Die moderne Gesellschaft erliegt ihrem eigenen Stress – mit diesem Bild starteten die Teilnehmer des Panels „Der moderne Lebensstil - So leben die Menschen heute“ auf dem Sparkassentag in ihre Diskussion.

Juli Zeh: „Das Internet wird zum Tool für eine gegen sich selbst gerichtete Hetzjagd“

Junge Menschen, die mitten im Leben stehen und denen es sehr gut zu gehen scheint, leiden plötzlich unter Burnout. Den Familienvater mit festem Job, der gerade sein Eigenheim renoviert hat, ereilen Panikattacken. Die Gesellschaft erliegt ihrem eigenen Stress – mit diesem Bild starteten die Teilnehmer des Panels „Der moderne Lebensstil - So leben die Menschen heute“ auf dem Sparkassentag in ihre Diskussion.

Das Motto darf nicht lauten: ,Wenn dir etwas passiert, bist Du selber schuld, also wappne Dich'."
Juli Zeh beim 26. Deutschen Sparkassentag

Autorin Juli Zeh beobachtet diese Entwicklung nicht nur bei gestressten Großstädtern, sondern auch bei sich auf dem infrastrukturell schwachen Land. Schuld sei demnach nicht die Technologie, sondern der permanente Wunsch nach Selbstoptimierung. Unsere Mentalität sei darauf ausgerichtet, sich so lange selbst zu optimieren, bis kein Lebensrisiko mehr besteht. Das wiederum ließe den Umkehrschluss zu, dass jemand, der scheitert, etwas falsch gemacht haben muss. Das ganze Leben wird deshalb vermessen und verbessert. Das Motto dürfe nicht lauten: „Wenn dir etwas passiert, bist du selber schuld, also wappne dich“, so Zeh.

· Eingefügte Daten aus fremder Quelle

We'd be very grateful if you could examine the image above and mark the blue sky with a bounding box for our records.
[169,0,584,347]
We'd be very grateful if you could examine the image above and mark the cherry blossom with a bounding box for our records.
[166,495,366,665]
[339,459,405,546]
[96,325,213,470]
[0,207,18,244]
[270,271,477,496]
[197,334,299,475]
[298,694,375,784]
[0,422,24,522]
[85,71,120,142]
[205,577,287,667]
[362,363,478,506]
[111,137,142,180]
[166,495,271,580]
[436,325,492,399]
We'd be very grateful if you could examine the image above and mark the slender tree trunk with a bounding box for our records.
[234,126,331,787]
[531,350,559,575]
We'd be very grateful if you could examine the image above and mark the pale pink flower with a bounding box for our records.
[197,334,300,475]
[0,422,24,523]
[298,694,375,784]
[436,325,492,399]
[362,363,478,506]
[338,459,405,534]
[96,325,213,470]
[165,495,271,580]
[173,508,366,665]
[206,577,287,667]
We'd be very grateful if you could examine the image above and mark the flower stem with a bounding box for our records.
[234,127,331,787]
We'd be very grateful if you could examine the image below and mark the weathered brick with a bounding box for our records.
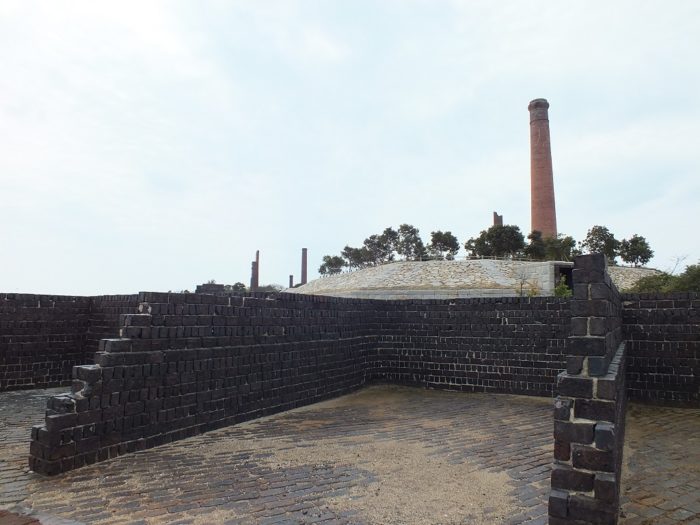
[552,465,594,492]
[571,445,615,472]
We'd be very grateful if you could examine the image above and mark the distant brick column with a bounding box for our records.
[301,248,308,284]
[527,98,557,237]
[250,261,259,292]
[549,254,625,525]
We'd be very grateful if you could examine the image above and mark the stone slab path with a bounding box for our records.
[620,404,700,525]
[0,386,700,525]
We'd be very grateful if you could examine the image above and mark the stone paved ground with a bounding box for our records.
[0,386,552,525]
[0,386,700,525]
[621,405,700,525]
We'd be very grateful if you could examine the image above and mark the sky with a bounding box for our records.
[0,0,700,295]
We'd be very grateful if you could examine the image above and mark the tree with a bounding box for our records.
[581,226,620,264]
[364,228,398,264]
[340,246,372,270]
[428,230,459,261]
[464,224,525,257]
[544,234,580,261]
[224,282,247,292]
[554,275,574,297]
[630,264,700,293]
[620,233,654,266]
[396,224,425,261]
[671,264,700,292]
[318,255,346,275]
[525,230,545,259]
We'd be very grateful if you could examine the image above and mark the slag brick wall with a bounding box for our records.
[0,294,92,390]
[0,293,138,391]
[31,293,568,474]
[622,293,700,407]
[370,297,571,396]
[549,254,626,525]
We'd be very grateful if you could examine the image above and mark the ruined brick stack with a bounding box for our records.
[549,254,625,525]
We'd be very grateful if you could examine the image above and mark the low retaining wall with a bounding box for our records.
[622,293,700,407]
[30,293,568,474]
[370,297,571,396]
[0,294,138,391]
[0,294,93,391]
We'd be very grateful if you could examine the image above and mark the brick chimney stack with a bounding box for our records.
[301,248,307,284]
[527,98,557,237]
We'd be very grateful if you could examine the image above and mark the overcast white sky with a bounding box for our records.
[0,0,700,294]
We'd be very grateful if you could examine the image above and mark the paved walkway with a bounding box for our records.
[621,404,700,525]
[0,386,700,525]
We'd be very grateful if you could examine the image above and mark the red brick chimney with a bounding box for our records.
[301,248,307,284]
[527,98,557,237]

Auch Dr. Michael Stollarz, Vorsitzender der Geschäftsführung des Deutscher Sparkassenverlags, mahnte, dass jeder für sich Ruhe- und Ankerpunkte finden müsse, die helfen, mit diesen vielfältigen Eindrücken des Alltags fertig zu werden. Verhaltensforscherin Pamela Pavliscak sieht in Technolgie sogar etwas emotional förderliches: Sie beobachtete, wie ihre Tochter dem Sprachassistenten Alexa unterstellte, beim „Schere Stein Papier“-Spiel zu schummeln. Wir würden uns Technologie immer mehr annähern – wobei wir es aber gleichzeitig schaffen müssten, sie empathisch zu machen.

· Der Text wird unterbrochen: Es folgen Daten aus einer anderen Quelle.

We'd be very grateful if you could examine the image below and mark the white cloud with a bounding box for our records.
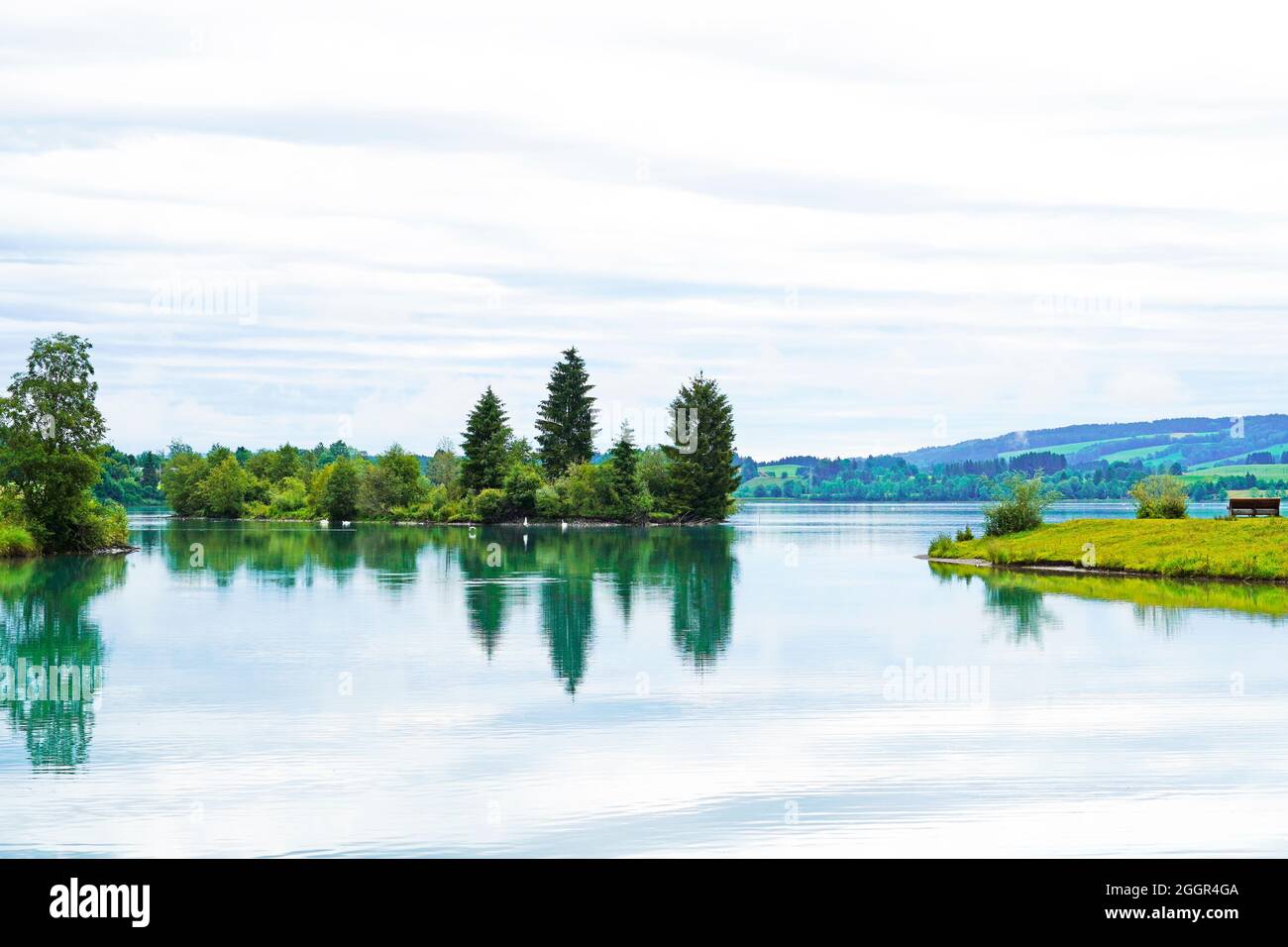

Technologie darf dabei nicht überdramatisiert werden. Viel wichtiger sei es, sich selbst Fehlertoleranz einzuräumen und sich gnädig zu sein bei dem Wunsch nach der Übererfüllung von Erwartungen. Es sei falsch, sich ständig mit anderen zu messen und zu prüfen, ob man noch über dem liegt, was die Gesellschaft von einem erwartet. Sonst würde das Internet zum Tool für eine gegen sich selbst gerichtete Hetzjagd werden.